1School of Electronic Engineering, Beijing University of Posts and Telecommunications, Beijing 102209, China
2Department of Mathematics and Statistics, Guizhou University of Finance and Economics, Guiyang 550025, China
3School of Mathematics and Computer Science, Yunnan Minzu University, Kunming 650500, China

Correspondence should be addressed to Zixin Liu; moc.361@509nixnix

Received 11 April 2017; Revised 21 July 2017; Accepted 26 July 2017; Published 28 August 2017

Academic Editor: Manuel De la Sen

Copyright © 2017 Zixin Liu et al. This is an open access article distributed under the Creative Commons Attribution License, which permits unrestricted use, distribution, and reproduction in any medium, provided the original work is properly cited.

Abstract

Based on the feature of projection operator under box constraint, by using convex analysis method, this paper proposed three robust linear systems to solve a class of quadratic optimization problems.

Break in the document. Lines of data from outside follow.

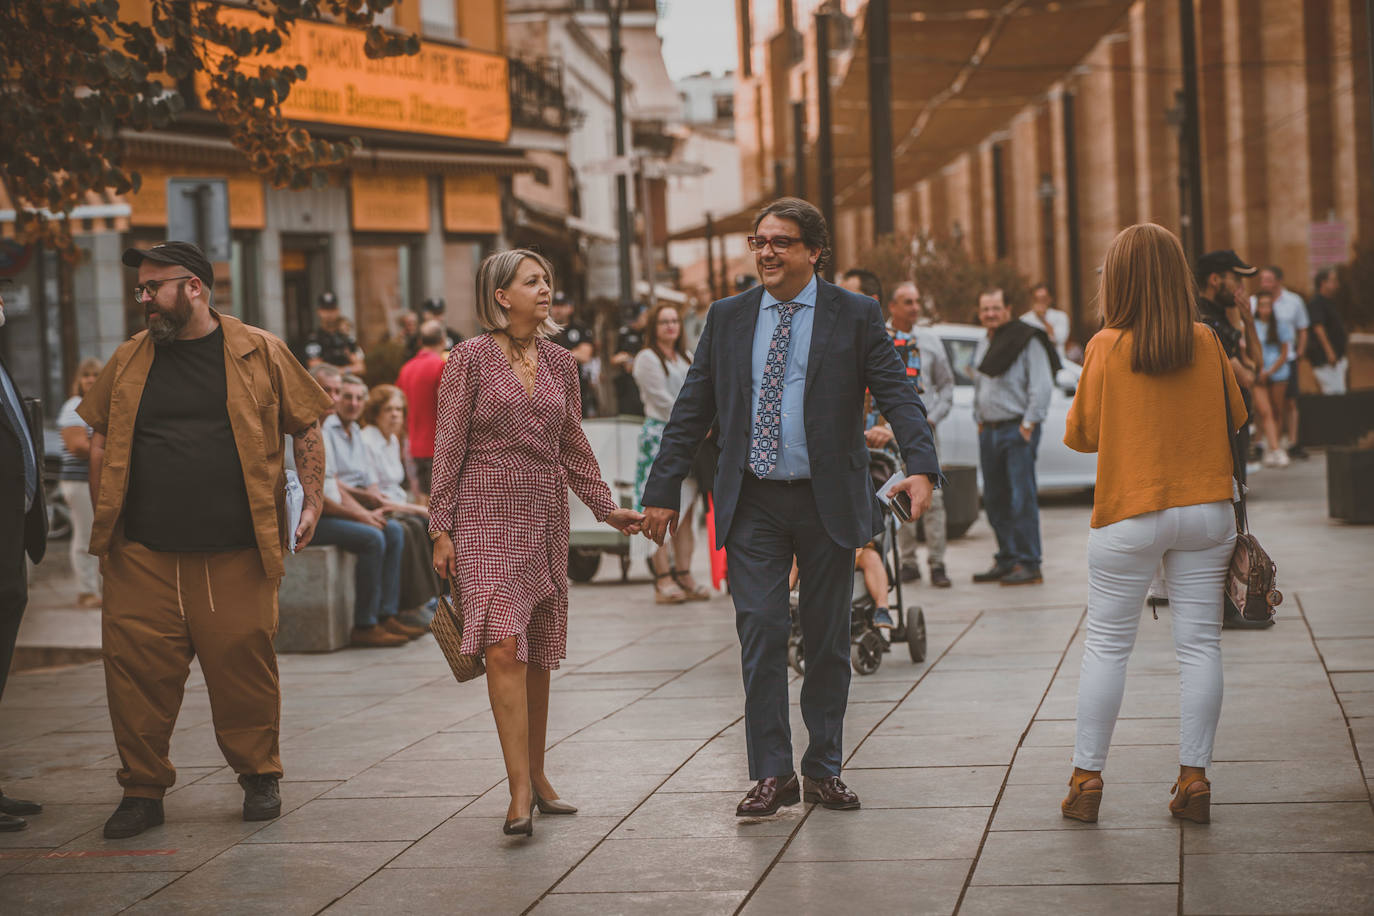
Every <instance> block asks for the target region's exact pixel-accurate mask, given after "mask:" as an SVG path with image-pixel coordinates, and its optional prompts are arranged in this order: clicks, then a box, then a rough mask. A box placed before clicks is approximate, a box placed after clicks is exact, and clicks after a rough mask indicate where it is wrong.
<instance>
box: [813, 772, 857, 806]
mask: <svg viewBox="0 0 1374 916" xmlns="http://www.w3.org/2000/svg"><path fill="white" fill-rule="evenodd" d="M804 786H805V790H807V791H805V794H804V795H805V799H807V801H808V802H811V803H813V805H820V806H822V808H829V809H831V810H837V812H851V810H855V809H857V808H859V797H857V795H855V792H853V791H852V790H851V788H849V787H848V786H845V784H844V783H842V781H840V777H838V776H827V777H826V779H822V780H815V779H811V777H809V776H807V777H804Z"/></svg>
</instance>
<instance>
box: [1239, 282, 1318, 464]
mask: <svg viewBox="0 0 1374 916" xmlns="http://www.w3.org/2000/svg"><path fill="white" fill-rule="evenodd" d="M1260 291H1261V293H1268V294H1270V295H1272V297H1274V320H1275V321H1276V323H1278V325H1279V334H1281V335H1283V336H1290V338H1293V345H1292V346H1289V354H1287V364H1289V372H1287V389H1286V402H1285V409H1283V416H1276V417H1274V419H1275V420H1278V423H1279V433H1281V434H1282V435H1283V438H1286V439H1287V441H1289V448H1287V453H1289V457H1307V449H1304V448H1303V446H1301V445H1298V444H1297V393H1298V391H1297V360H1298V357H1300V356H1303V354H1304V353H1307V331H1308V327H1309V325H1311V324H1312V321H1311V316H1308V313H1307V302H1304V301H1303V297H1300V295H1298V294H1297V293H1294V291H1293V290H1289V288H1287V287H1285V286H1283V268H1281V266H1278V265H1274V264H1271V265H1270V266H1267V268H1264V269H1263V271H1260ZM1256 306H1257V302H1256V297H1253V295H1252V297H1250V314H1254V310H1256Z"/></svg>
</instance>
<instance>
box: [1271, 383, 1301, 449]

Utilizing linear matrix inequality (LMI) technique, eigenvalue perturbation theory, Lyapunov-Razumikhin method, and LaSalle’s invariance principle, some stable criteria for the related models are also established. Compared with previous criteria derived in the literature cited herein, the stable criteria established in this paper are less conservative and more practicable. Finally, a numerical simulation example and an application example in compressed sensing problem are also given to illustrate the validity of the criteria established in this paper.